Messinggriffe

Antiseptische Wirkung von Kupferlegierungen

AutorSebastian Porath Apr 13, 2020

Denken Sie immer daran, dass einige Ideen die tot und begraben scheinen, das eine oder andere Mal wieder zum Leben erweckt werden - vitaler als je zuvor.

-Louis Pasteur

Mein Vater hat zwei Häuser gebaut. Die Türen hatten immer massive Messing-Griffe. Auch das von meinen Eltern gegründete Antiquariat in der Hoheluft Chaussee zu Hamburg bekam einen Türgriff aus massivem Messing.

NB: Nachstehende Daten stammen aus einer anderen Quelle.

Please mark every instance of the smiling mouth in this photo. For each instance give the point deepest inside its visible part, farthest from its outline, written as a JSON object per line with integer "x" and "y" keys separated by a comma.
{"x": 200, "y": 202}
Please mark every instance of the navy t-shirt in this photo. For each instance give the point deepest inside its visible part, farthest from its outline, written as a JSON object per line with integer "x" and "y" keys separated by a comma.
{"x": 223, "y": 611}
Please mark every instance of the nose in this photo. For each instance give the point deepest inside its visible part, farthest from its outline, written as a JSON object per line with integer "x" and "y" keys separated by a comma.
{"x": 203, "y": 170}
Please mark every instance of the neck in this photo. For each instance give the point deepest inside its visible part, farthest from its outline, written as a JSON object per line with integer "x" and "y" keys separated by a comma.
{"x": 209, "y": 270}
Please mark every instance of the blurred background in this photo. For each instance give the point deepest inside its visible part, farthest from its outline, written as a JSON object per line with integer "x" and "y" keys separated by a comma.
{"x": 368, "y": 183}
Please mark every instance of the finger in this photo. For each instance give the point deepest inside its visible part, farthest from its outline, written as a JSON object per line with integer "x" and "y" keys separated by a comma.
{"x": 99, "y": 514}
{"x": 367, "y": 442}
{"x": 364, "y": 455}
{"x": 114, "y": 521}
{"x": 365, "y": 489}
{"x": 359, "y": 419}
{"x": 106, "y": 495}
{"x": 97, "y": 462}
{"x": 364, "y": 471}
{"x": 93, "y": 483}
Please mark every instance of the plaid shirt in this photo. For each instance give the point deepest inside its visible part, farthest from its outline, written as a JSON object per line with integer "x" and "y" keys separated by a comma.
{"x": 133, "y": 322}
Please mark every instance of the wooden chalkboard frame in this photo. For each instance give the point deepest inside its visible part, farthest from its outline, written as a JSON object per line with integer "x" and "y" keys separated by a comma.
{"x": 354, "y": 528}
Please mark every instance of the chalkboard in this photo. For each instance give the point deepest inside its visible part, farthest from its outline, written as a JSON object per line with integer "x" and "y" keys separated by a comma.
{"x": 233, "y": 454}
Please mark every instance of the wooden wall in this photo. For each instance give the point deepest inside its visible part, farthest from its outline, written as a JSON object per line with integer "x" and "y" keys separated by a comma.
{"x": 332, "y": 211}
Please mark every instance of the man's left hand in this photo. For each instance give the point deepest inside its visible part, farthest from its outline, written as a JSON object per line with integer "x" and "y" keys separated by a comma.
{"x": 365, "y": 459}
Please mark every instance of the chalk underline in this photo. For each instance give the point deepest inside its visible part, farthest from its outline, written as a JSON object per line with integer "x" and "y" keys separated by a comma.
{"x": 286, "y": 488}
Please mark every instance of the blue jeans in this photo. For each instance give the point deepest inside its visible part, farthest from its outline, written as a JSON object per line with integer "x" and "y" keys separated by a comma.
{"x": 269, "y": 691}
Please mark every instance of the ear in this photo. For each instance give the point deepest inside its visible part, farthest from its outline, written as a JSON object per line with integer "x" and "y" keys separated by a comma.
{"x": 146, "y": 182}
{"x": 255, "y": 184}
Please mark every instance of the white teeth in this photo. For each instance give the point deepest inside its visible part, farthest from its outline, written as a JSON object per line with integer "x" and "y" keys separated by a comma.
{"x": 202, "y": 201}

“So haben Forscher der Universitäten Bern und des Saarlandes in Laborversuchen festgestellt, dass Bakterien und Viren in direktem Kontakt mit Kupfer absterben, und zwar zu 99% innerhalb der ersten beiden Stunden. Das war zur großen Zeit der Messingdrücker an der Wende zum 20. Jahrhundert noch nicht wissenschaftlich nachweisbar, aber man hat es geahnt. Von Generalstabsarzt Ferdinand Sauerbruch soll der Ausspruch stammen: »Wenn Krankenhäuser gebaut werden, gehören da Türklinken aus Messing hinein! Nicht nur, weil sie schön aussehen, sondern wegen ihrer Bakterien und Viren tötenden oligodynamischen Wirkung«. Man stelle schon zu Sauerbruchs Zeiten fest: in Krankenhäusern mit Messingbeschlägen, den »Kupferzimmern«, breiteten sich kaum übertragbare Krankheiten aus. Die keimtötende Wirkung der Oberfläche einer Kupferlegierung setzt allerdings voraus, dass diese metallisch blank ist; das bleibt sie bei reger Benutzung auch, denn Handschweiß zerstört eine eventuelle Patina.”[1]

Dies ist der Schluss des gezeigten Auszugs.